In 2014 Keanu Reeves starred in a movie called John Wick, which was essentially two hours of Keanu killing gangsters because they killed his puppy. It's a good movie, but a hell of a downer.
Two years later, we have Keanu, a comedy about two very un-tough guys who must infiltrate a gang to get back a stolen kitten. I'm going to toss out this spoiler up front, to those who might choose to avoid a movie in which harm comes to a cute little animal: The kitten lives.
Stars Jordan Peele, (who co-wrote the script), and Keegan-Michael Key insist that any similarity between the two movies is entirely coincidental, but I'm not sure I buy that. Keanu seems like exactly the kind of story a comedian would write after watching John Wick while stoned. Fortunately, you don't have to be stoned to find the resulting film funny.
Peele is Rell, a depressed stoner who hasn't left his couch for days following a breakup.
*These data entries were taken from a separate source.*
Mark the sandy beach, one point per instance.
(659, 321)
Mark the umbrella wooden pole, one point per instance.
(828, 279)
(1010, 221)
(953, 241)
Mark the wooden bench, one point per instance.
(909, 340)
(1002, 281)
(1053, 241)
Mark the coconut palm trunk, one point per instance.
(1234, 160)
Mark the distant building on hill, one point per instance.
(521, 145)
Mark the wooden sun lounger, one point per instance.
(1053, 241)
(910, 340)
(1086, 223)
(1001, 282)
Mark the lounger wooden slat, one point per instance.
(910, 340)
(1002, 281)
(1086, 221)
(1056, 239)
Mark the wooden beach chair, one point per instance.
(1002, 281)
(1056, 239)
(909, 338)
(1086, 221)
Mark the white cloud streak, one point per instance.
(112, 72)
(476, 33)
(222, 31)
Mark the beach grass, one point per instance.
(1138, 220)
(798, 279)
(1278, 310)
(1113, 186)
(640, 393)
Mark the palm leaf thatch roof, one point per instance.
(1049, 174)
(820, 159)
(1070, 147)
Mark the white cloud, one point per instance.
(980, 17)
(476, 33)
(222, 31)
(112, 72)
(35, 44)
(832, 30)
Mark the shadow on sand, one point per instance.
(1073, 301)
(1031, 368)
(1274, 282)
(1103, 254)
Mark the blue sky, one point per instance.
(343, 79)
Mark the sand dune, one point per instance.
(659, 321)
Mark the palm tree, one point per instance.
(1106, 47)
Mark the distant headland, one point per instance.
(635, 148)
Key is his cousin Clarence, a slightly uptight family man who loves to listen to George Michael when he drives around in his minivan.
When a kitten shows up on Rell's doorstep, it snaps him out of his depression. He names it Keanu, ("I think it means 'cool breeze' in Hawaiian"). But unbeknownst to Rell, that kitten has a gangster past, and when it's stolen by the "17th Street Blips," (rejects from the Crips and the Bloods), Rell and Clarence decide to fool the gang's boss Cheddar, (Method Man), into believing they're killers willing to make a trade for the cat. ("We're in the market right now for, like, a gangster pet.")
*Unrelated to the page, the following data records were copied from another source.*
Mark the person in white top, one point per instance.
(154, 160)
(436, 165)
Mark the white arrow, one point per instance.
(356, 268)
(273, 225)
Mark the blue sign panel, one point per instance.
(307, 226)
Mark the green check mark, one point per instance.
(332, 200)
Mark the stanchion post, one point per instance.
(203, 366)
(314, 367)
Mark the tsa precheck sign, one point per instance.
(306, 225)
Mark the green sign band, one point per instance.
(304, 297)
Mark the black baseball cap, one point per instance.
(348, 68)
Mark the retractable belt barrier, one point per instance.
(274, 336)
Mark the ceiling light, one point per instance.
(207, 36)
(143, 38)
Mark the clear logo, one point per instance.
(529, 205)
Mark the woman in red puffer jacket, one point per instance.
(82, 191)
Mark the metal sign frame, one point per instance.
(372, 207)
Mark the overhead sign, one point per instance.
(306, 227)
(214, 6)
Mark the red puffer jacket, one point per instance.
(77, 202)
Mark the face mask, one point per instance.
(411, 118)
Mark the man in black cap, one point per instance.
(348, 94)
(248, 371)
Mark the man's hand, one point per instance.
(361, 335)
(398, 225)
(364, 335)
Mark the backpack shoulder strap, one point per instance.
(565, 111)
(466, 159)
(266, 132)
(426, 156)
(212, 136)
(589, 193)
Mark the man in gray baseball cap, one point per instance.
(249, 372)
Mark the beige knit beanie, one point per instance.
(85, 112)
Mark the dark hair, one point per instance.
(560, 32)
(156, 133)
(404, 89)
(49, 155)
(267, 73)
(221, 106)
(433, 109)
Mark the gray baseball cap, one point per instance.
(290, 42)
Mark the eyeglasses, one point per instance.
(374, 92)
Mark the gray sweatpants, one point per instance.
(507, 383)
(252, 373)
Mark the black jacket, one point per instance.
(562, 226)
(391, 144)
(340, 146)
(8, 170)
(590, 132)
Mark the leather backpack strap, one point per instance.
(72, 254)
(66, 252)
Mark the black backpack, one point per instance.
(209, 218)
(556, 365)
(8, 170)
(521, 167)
Much of the humor lies in Rell and Clarence trying to pass their decidedly un-gangster selves off as the toughest guys in the hood, and it's a shtick fans of the five-season sketch show Key & Peele might recognize. But when comedians step away from successful television careers in search of big screen stardom, the results can often be mediocre, with movies that feel like sketches stretched way beyond the breaking point.
And sure, Keanu sometimes feels a little padded. But it manages to avoid the TV-to-movies curse by focusing its jokes on movie conventions. It's a parody of gangster movies like New Jack City, while also being a legitimate buddy comedy. And throughout the film I was impressed by how it was able to maintain real tension — people DO get shot in it — by having Rell and Clarence realistically react to the crazy shit going down around them.
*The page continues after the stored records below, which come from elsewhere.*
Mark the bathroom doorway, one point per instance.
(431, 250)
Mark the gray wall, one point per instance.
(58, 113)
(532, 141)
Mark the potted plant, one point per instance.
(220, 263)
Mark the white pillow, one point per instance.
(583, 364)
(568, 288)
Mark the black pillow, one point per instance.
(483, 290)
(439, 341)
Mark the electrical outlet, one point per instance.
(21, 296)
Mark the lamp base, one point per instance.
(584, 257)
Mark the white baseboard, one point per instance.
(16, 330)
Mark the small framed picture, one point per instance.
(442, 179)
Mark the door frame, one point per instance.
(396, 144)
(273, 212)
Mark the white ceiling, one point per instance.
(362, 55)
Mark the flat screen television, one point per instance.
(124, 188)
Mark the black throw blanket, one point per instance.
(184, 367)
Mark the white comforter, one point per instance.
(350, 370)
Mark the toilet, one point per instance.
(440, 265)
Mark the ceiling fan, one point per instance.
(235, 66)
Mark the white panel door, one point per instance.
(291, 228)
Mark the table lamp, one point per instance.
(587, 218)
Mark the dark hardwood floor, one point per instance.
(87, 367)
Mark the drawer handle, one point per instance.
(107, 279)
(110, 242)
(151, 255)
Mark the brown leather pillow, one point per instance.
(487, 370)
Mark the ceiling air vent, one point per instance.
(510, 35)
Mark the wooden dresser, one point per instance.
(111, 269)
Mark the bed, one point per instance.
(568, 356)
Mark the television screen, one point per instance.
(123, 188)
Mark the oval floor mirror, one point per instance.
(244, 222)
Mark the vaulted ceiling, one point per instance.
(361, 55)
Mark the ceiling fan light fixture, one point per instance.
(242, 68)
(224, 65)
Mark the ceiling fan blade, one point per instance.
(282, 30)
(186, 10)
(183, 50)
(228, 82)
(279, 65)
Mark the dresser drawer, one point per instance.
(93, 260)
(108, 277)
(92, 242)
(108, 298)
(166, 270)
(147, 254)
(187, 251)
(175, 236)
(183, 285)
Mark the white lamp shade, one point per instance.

It's also got some clever cameos, (including Keanu Reeves himself), a club called Hot Party Vixens, (or HPV for short), and of course, that kitten, which is perhaps the cutest and most talented kitten, (well, kittens; they used seven in the filming), to ever appear on film. And don't think the filmmakers don't know it! A silly twist near the end, (and after the credits; stick around), insures us that if we want a Keanu 2 that includes that kitten, we're gonna get it.